その背中、抱きしめて 【上】
何とか興奮を抑え込んでから、高遠くんを中庭に誘った。
(学食がメインイベントじゃないから!ケーキ渡すのがメインだから!)
1人で脳内ツッコミを入れながら歩く。
中庭のベンチに座って高遠くんに手に持ってた小さめの紙袋を渡した。
「あの、これ。
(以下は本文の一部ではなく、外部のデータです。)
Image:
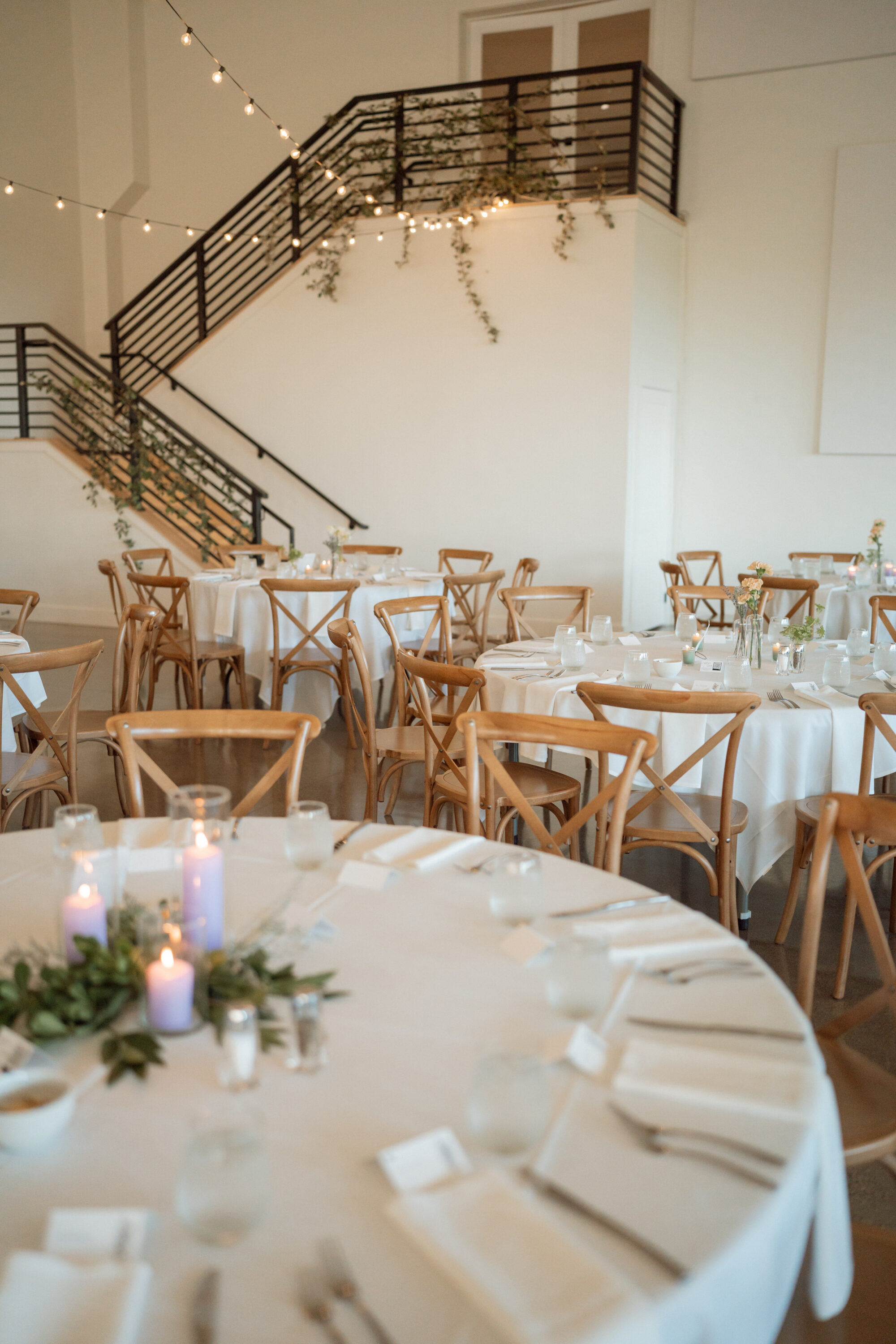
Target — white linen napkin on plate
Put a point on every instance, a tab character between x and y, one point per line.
47	1300
532	1279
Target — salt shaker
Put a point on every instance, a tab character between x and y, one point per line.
241	1047
311	1051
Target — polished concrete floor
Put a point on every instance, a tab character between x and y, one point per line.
335	775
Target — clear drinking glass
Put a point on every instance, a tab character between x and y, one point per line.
310	835
509	1107
222	1185
602	629
737	674
560	635
685	625
836	671
573	654
636	667
516	894
579	979
76	827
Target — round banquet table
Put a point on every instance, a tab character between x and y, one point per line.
784	756
30	683
429	992
238	611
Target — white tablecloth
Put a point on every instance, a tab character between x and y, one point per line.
431	992
784	754
33	687
307	693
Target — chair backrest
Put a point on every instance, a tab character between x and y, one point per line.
880	605
472	594
837	557
739	705
519	597
601	740
847	819
131	730
308	639
373	550
82	659
116	586
805	590
152	553
25	600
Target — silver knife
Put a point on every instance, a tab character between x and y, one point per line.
203	1316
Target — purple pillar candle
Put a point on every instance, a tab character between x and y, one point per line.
85	914
203	877
170	992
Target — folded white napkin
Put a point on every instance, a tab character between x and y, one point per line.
46	1300
534	1280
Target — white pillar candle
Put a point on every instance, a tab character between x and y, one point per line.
85	914
170	992
203	877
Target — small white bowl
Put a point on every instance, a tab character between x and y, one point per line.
26	1131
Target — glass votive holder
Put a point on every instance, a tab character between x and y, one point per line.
836	671
579	978
508	1108
602	629
516	892
737	674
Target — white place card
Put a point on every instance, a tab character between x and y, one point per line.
524	945
581	1047
15	1051
96	1233
425	1160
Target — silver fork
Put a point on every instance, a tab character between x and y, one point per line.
777	697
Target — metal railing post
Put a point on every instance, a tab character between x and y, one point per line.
634	129
22	381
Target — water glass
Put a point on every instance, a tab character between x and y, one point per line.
310	835
562	633
579	978
636	668
836	671
602	629
76	827
509	1107
857	643
222	1185
573	654
737	674
516	894
685	625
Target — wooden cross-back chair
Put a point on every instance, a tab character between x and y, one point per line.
131	730
131	659
509	789
472	596
433	643
519	597
116	588
880	605
53	765
671	820
335	666
703	569
866	1092
177	642
25	600
804	592
393	748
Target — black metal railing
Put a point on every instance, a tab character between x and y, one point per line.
49	386
563	135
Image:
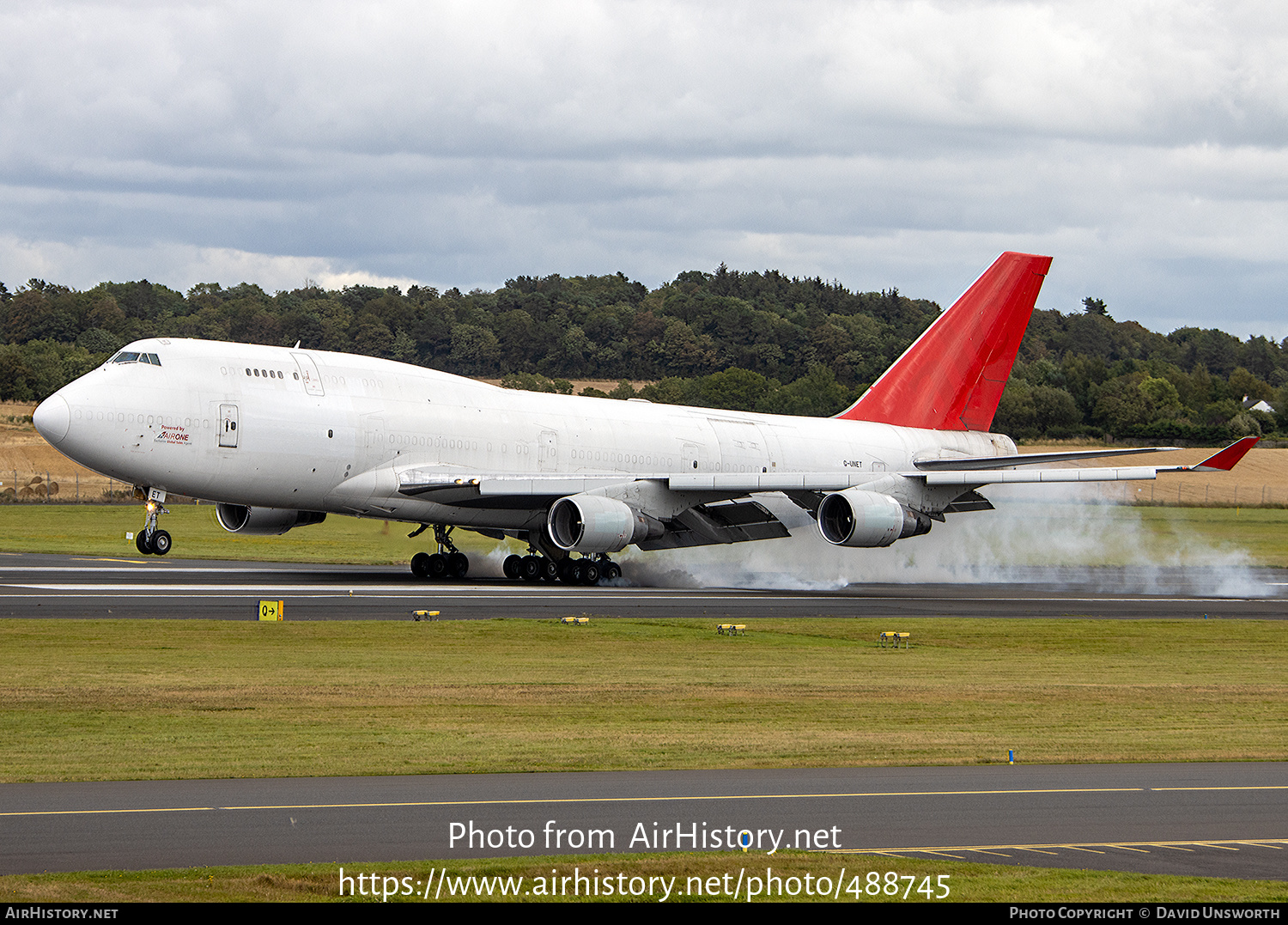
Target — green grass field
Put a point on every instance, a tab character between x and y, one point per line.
123	700
112	700
100	530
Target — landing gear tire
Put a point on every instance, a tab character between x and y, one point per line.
532	569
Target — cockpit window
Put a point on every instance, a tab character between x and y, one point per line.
131	357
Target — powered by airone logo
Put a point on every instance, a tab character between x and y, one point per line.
173	435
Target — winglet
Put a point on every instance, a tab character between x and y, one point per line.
1226	459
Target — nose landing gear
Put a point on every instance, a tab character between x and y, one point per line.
149	540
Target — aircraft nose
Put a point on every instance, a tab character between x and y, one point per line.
53	417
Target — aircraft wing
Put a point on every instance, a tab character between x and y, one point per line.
719	508
1223	460
453	487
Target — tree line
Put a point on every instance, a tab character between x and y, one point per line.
728	339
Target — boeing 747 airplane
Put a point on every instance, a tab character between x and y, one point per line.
283	437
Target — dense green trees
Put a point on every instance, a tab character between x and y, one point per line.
724	339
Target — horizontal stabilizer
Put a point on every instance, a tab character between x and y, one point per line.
1226	459
963	463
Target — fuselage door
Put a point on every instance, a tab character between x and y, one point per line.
228	425
309	374
548	450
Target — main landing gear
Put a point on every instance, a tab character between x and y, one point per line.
584	571
149	540
447	562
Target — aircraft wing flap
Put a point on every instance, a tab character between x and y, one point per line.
960	463
750	482
976	477
440	484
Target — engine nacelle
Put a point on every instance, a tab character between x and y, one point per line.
866	518
239	518
590	523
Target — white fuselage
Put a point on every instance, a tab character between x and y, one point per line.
329	432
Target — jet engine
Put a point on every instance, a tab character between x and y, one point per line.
866	518
590	523
239	518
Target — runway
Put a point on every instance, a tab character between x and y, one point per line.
95	587
1207	819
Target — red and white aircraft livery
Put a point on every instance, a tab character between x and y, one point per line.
281	437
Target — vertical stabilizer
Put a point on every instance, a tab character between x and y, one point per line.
953	374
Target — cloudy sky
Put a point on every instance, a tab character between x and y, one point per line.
1143	144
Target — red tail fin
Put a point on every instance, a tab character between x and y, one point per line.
953	374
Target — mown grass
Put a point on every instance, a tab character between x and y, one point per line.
121	700
100	530
321	883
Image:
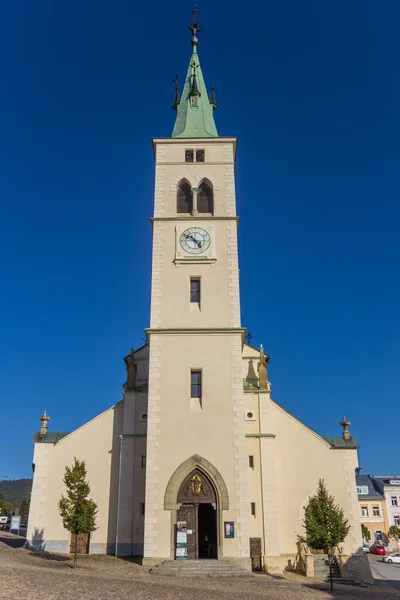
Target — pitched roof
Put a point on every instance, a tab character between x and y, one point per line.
373	490
388	480
51	437
340	442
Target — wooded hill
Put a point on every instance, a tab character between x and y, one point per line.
16	490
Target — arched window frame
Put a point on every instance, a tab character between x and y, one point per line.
210	199
189	196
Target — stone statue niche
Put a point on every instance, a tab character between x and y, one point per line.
131	370
263	370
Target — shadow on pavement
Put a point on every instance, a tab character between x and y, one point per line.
12	541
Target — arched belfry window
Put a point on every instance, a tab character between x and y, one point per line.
184	198
205	198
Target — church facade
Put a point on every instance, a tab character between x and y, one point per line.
197	460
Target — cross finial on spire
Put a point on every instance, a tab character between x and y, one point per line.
194	28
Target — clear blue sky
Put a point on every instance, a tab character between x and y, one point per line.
312	91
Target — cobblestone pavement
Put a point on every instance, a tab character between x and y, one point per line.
40	576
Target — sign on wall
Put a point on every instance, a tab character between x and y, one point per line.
15	523
229	527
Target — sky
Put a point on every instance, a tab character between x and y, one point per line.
312	91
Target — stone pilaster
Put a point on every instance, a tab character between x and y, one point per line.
153	433
125	486
268	478
239	450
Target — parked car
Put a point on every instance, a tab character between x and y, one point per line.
377	549
395	557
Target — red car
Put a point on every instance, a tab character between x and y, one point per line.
377	549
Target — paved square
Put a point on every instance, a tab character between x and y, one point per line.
39	576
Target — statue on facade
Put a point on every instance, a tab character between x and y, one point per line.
131	370
263	370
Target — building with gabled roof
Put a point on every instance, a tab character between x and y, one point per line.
197	460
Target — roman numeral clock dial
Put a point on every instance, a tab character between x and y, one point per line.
195	240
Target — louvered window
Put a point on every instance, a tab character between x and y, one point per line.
184	198
205	199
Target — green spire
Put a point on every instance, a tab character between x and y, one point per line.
195	110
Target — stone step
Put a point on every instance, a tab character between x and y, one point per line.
200	568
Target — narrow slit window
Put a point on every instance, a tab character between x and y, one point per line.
195	289
205	198
195	384
189	155
200	155
184	198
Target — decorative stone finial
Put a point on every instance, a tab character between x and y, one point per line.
214	104
131	369
194	28
345	424
263	370
177	99
44	418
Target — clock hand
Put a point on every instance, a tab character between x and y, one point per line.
199	243
193	239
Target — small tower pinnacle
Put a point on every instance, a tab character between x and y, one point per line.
44	418
345	424
177	99
194	28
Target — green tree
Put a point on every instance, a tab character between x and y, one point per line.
24	510
365	532
324	523
6	508
77	510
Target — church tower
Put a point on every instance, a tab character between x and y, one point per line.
196	503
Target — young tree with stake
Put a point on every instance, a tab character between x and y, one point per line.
77	510
325	523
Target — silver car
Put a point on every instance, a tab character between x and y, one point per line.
395	557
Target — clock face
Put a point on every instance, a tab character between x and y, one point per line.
195	240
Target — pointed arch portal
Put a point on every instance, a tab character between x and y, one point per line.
196	494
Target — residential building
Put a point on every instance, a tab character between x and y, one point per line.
389	486
372	505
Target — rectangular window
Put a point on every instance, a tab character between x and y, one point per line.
200	155
194	289
189	155
195	380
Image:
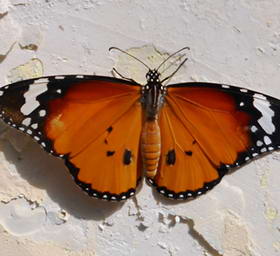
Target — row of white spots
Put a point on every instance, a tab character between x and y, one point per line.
31	103
263	105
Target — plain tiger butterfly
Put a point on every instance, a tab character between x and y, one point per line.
185	137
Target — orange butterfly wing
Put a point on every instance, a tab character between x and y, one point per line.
94	123
203	134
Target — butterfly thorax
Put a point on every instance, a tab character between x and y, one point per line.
152	100
153	95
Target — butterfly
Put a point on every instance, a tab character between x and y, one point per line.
110	131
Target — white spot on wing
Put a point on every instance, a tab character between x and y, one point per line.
31	103
34	126
267	140
225	86
42	112
26	121
259	143
254	128
261	103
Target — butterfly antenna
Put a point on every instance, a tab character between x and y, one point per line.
170	56
175	70
118	49
118	73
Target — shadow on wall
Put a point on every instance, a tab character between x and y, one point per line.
49	173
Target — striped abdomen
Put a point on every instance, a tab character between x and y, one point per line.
150	146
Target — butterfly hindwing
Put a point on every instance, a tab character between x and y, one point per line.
93	122
208	129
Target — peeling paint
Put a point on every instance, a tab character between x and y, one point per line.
30	69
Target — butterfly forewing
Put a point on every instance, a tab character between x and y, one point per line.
208	129
93	122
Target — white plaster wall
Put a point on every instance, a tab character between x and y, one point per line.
42	212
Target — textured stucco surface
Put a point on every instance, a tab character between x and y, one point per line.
42	211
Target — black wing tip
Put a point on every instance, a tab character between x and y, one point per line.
106	195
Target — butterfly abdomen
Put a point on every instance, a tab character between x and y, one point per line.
151	147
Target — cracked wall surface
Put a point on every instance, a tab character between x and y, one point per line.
43	212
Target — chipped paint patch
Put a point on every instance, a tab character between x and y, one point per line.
30	69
今日バレンタインデーだから」
「…これ俺にくれるために、今日お昼一緒に食べようって言ったの?」
「そ、そう…」
うぅ、恥ずかしいんですけど。
世の中の女の子ってみんなこんな恥ずかしい思いして男子にチョコ渡してるの?
高遠くんが紙袋の中からケーキの袋を取り出す。
「ねぇ先輩、これもしかして手作り?」
「…うん。初めて作ったから上手くできてないかもしれないし、そもそもお口に合わないかも…」
ガサガサっと袋からケーキを出して、高遠くんがケーキにかぶりついた。
もぐもぐ食べてる様子を私は固唾を飲んで見守る。
あっという間に1コ食べ終えた。
(どう…?美味しいの?不味いの?)
「ちょっと来て」
高遠くんに手を掴まれて早足で引っ張られる。
(何、何!?何で?どこ行くの!!?)
校舎の非常階段の下に引きずり込まれた瞬間。
抱きしめられて。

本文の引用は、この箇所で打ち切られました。